In these columns, I will present a different insight into the life of a Dutchie in Israel. A land full of surprises, where something happens every day!
I was born in Amsterdam, in the Buitenveldert neighborhood. After finishing high school at Maimonides, I moved to Israel to pursue further education. In 2015, I started dental education at the Hebrew University, and I completed it half a year ago. I’m currently doing research at Tel Aviv University.
One of the most beautiful things about studying was the diversity of the students.
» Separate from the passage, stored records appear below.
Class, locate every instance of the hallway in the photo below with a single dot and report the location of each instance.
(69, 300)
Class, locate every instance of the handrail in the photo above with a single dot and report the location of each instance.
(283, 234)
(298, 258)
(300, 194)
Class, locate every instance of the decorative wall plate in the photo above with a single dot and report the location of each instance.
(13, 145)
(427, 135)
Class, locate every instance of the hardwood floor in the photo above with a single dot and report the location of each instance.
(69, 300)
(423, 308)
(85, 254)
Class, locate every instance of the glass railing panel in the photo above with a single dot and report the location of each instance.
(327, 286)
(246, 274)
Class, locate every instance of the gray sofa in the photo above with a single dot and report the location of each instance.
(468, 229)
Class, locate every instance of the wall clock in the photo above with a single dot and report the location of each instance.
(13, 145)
I have studied with Jews of all backgrounds, Arab Muslims, Christians, and the Druze people. Our cultural or religious differences didn’t set us apart; instead brought us closer together, as we didn’t only study, we created friendships. In the Netherlands, you sometimes hear that students are afraid to walk around with a yarmulka. Or that different groups avoid each other. At my University, this could not be further from the truth.
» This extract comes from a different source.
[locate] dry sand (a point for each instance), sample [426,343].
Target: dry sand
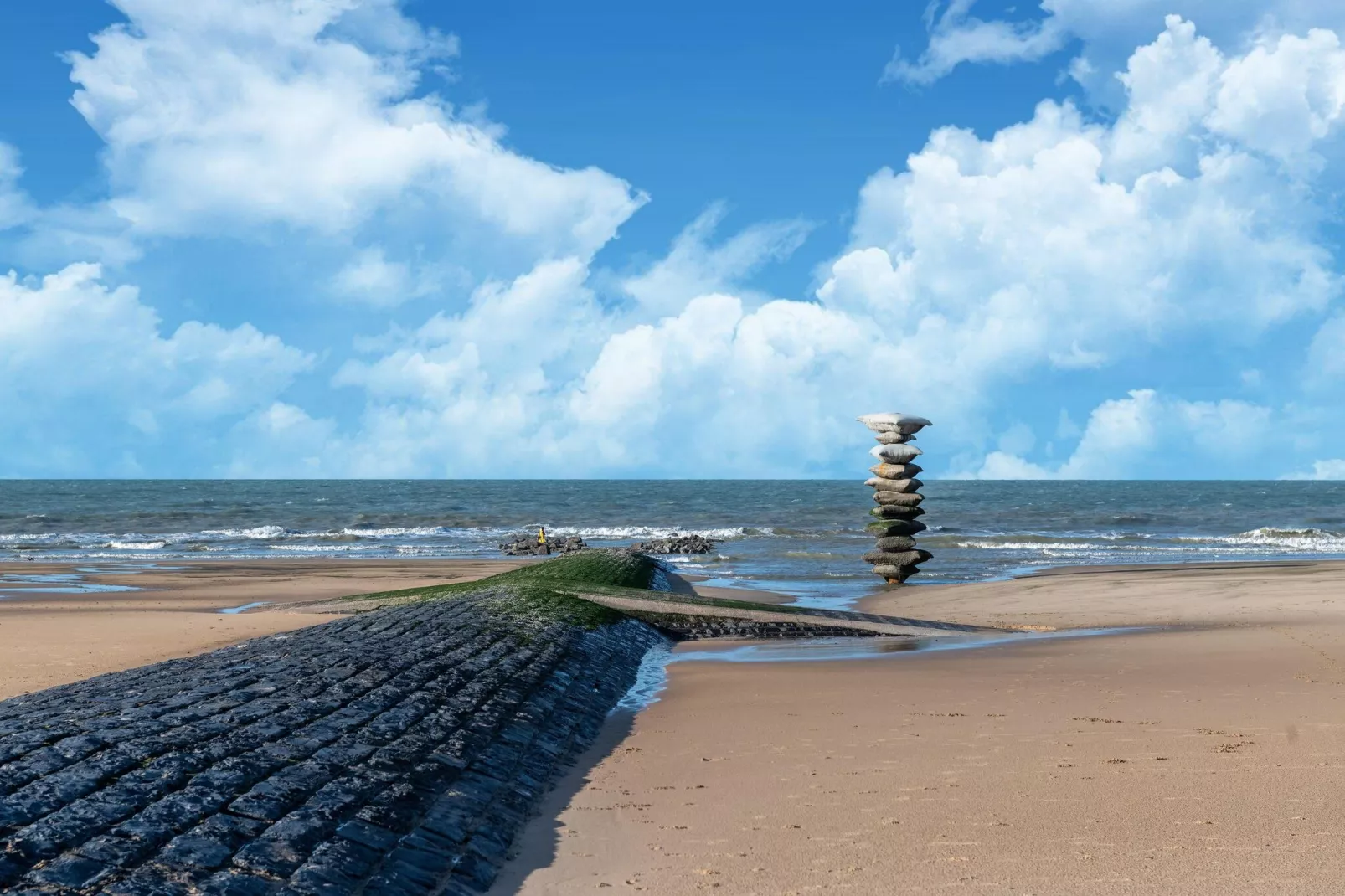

Every Tuesday, we had a special themed afternoon. One week we would all be dancing the Dabka to Arabic music, and the following week we would feast on delicious Ethiopian food. Of course, extra attention was paid to Jewish holidays, but there were also LGBTQ+ themed days, with drag shows and all. All of this helped us get to know each other and learn from one another.
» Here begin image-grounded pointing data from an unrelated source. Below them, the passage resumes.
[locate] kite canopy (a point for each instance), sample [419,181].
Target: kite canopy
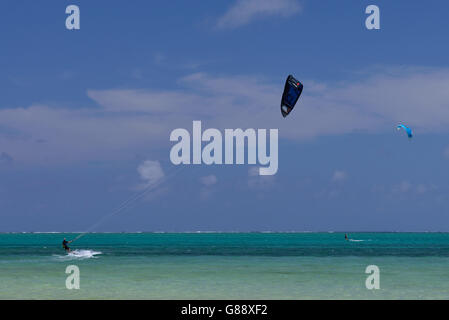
[406,129]
[292,91]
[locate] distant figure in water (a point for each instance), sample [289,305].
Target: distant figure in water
[64,245]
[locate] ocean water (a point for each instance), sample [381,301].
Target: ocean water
[225,266]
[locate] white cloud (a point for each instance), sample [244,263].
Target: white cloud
[209,180]
[150,172]
[245,11]
[339,176]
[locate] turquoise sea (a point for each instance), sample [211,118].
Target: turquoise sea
[225,265]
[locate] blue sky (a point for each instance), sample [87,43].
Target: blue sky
[85,116]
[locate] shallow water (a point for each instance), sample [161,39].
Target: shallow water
[226,266]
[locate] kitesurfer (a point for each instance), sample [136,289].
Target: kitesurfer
[64,245]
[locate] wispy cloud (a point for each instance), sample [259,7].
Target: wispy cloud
[150,173]
[129,121]
[245,11]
I have built up the most amazing relationships. When I married my wonderful wife, people from all over the world and all religions came to our wedding. The same songs we played during the Henna (special Moroccan/Algerian/Yemeni engagement party) my Arab fellow students often played during class.
During the last war, half a year ago, there was a lot of tension at school. But we experienced a lot of beautiful moments as well. I still remember sitting with a good friend, and we explained to each other how we felt, and we just listened to each other. She to my pain, and I to her pain. And we understood each other. Those kinds of moments give me hope, and through those moments, I know that peace is possible.
Why am I writing this? Not because I want to tokenize my friends. I do not think that the fact that I have Arab friends is something special. It is regular in Israel. And the fact that it is normal in Israel makes it special to me. Sometimes the idea prevails outside of Israel that Jews and Arabs hate each other and fight all day long.
But the reality is much more mundane.
We live here with each other.
Next to each other. For each other.
We learn from each other.
Diversity is not notable here. It is just a boring reality.